Reservoirs with permeabilities of less than 1 md and bottomhole temperatures in excess of 250°F are commonly encountered in the continuing search for hydrocarbons. Successful completion of these wells often requires the use of Massive Hydraulic Fracturing (MHF) treatments.

The fracturing fluids used in MHF treatments are frequently subjected to excessive shear and prolonged exposure at high bottomhole temperatures. Early fracturing fluids proved unsuitable for these MHF treatments due to a rapid loss of viscosity at high temperatures. As a result, narrow fracture widths, excessive fluid loss and poor proppant transport occurred. Cool-down pads, increased polymer concentrations and delayed polymer hydration systems were employed in an attempt to improve the MHF treatment success ratio.

A laboratory study was undertaken to develop a more efficient high temperature fracturing fluid. Rotational and pipe viscometers were used to evaluate thermal and shear stabilities under reservoir conditions. Fluid loss testing measured the effectiveness of fluid leakoff control. Fluid breakout testing ensured a controlled loss of viscosity and minimal proppant pack gel residue. As a result of this study, a more efficient high temperature fracturing fluid was developed.

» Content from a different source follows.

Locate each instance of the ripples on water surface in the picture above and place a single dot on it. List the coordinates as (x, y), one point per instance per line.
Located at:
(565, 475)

This paper presents laboratory data comparing the thermal stability, shear stability and fluid loss control of the High Temperature Gel (HTG) with those of a conventional titanate crosslinked gel. Field case histories axe presented to demonstrate the efficiency with which the HTG system has been used to successfully stimulate low permeability gas wells with bottomhole temperatures in excess of 250°F.